Caprichou na decoração e, então, em um momento de impulsividade, usou a calda de chocolate para escrever um recado. "Você não é uma torta, mas é doce!". Ela admirou seu trabalho. Era inocente o suficiente para não causar problemas e, quem sabe...
Foi entregar a torta a Alexandre com o coração batendo rápido, e então lhe deu seu melhor sorriso, desejando-lhe uma boa tarde, e não esperou para ver a reação dele à torta. Saiu de fininho e foi lavar pratos, suas bochechas queimando. Sobre os pratos, arriscou um olhar para seu engenheirinho e o viu comer a torta com um pequeno sorriso.
Se sentiu aliviada que pelo menos não parecia tê-lo ofendido e se ocupou com as coisas da cozinha. Alguns minutos mais tarde, Alexandre se aproximou novamente do balcão.
— Ah, meu cliente favorito! – disse ela. – Espero que não se importe de eu ter escrito na sua torta. Há alguma coisa que eu possa fazer por você?
O rapaz sacudiu a cabeça enfaticamente que "não" e ensaiou falar alguma coisa, mas sua língua parecia estar grudada ao céu da boca.

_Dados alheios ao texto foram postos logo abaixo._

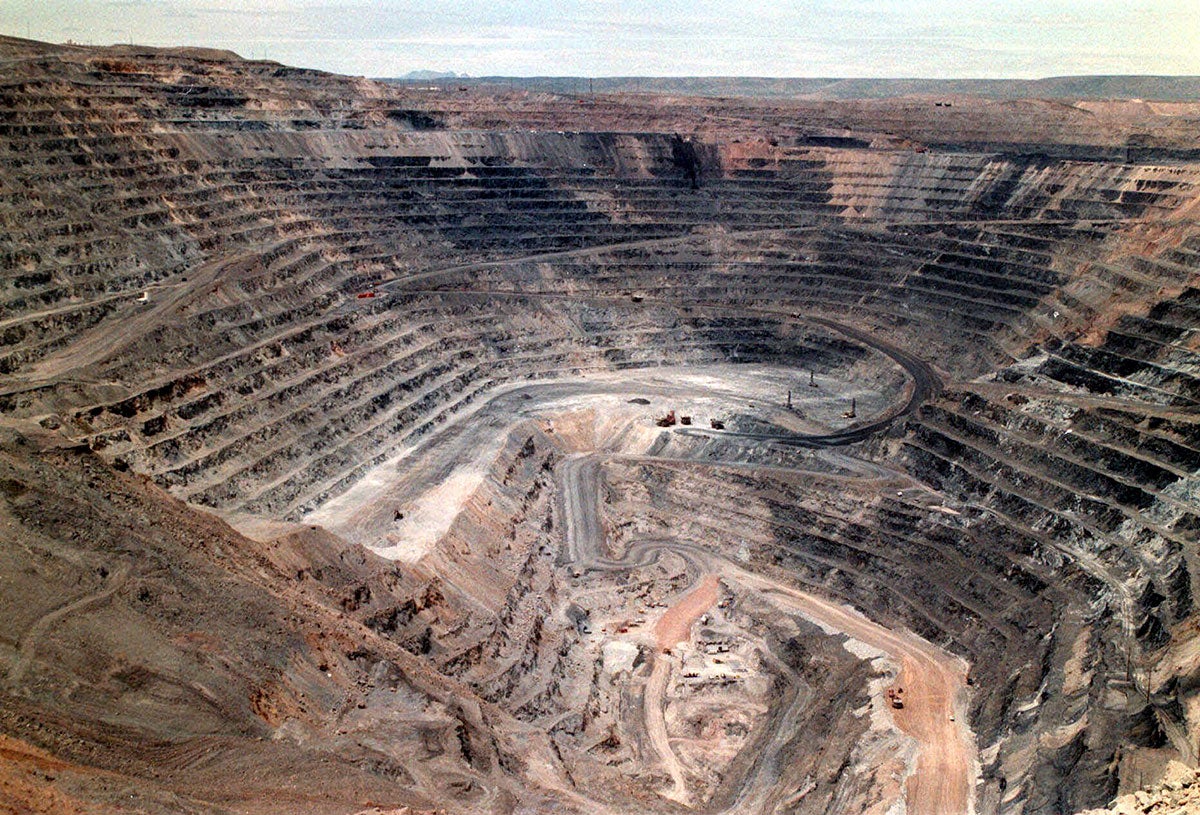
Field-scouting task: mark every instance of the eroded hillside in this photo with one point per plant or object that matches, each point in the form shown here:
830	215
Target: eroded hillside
334	474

Depois de alguns instantes, Emília secou as mãos no avental e estendeu a mão.
— Acho que não fomos apresentados formalmente ainda. Meu nome é Emília e hoje fiquei sabendo que o seu é Alexandre. Nome bonito. Muito prazer em sermos formalmente apresentados. – ela sorriu enquanto ele timidamente estendeu sua mão para apertar a dela. – Vejo você sempre estudando por aqui! Parece muito inteligente. É um dos estudantes de engenharia? No que está sempre trabalhando?

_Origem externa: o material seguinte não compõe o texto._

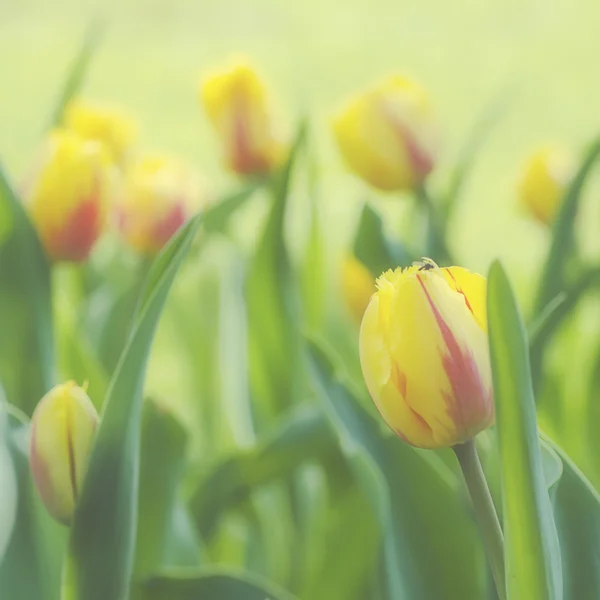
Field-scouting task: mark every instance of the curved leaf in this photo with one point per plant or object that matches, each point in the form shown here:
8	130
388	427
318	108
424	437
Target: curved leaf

Ele corou e evitou o olhar dela.
— É um robô que faz tortas. – disse ele, abrindo uma esquemática.
— Um robô que faz tortas? Agora já vi de tudo. – disse ela, bem humoradamente. – Não ia ligar de ter um ajudante desses na cozinha. Então, quem sabe, poderia abrir um lojinha de tortas so minha e teria tempo o suficiente para bolar novos sabores todos os dias.
— N- não são tão boas quanto as suas. – confessou ele, sem jeito.
— É mesmo? De tortas eu entendo. O segredo da torta está na receita. Talvez eu possa ajudar você a ver o que está errado, e então, quem sabe no futuro, possa usar o seu robô na minha loja? – disse ela, dando uma piscadela.
Ele abriu os desenhos que tinha do robô e a receita de torta que estava tentando usar. Estava começando com torta de mousse de maracujá com merengue, obviamente, e havia várias anotações na receita sobre como o sabor, o formato e as decorações eram diferentes dos de Emília, que estavam sendo postos em um pedestal como a torta suprema de todas as tortas.
Ele corou um pouco.
— Tentei fazer parecida com a sua, mas meu merengue não fica com essas voltinhas e meu maracujá não fica azedinho.
— Vou compartilhar com você a receita e aí eu tenho e você tem e será nosso segredo, Alexandre.
Ele concordou enfaticamente com a cabeça.
— Eu coloco uma xicrinha de suco concentrado de maracujá e uma colher de suco em pó no meu mousse de maracujá para ele ficar azedinho desse jeito. E uso uma ponta de confeiteiro que herdei da minha avó para fazer os swooshs swooshs. –. disse ela, imitando o movimento das voltinhas de merengue com as mãos. – Está tudo no tempo e, que você bate o merengue para ele ficar aeradinho.
— Como você bate o merengue?
Emília olhou ao redor, mas o movimento estava morto. Ninguém a incomodou enquanto ela e Alexandre passaram o resto da tarde discutindo sua torta favorita. Acabou que, quando o assunto era algo que lhe interessava, Alexandre era um bom conversador.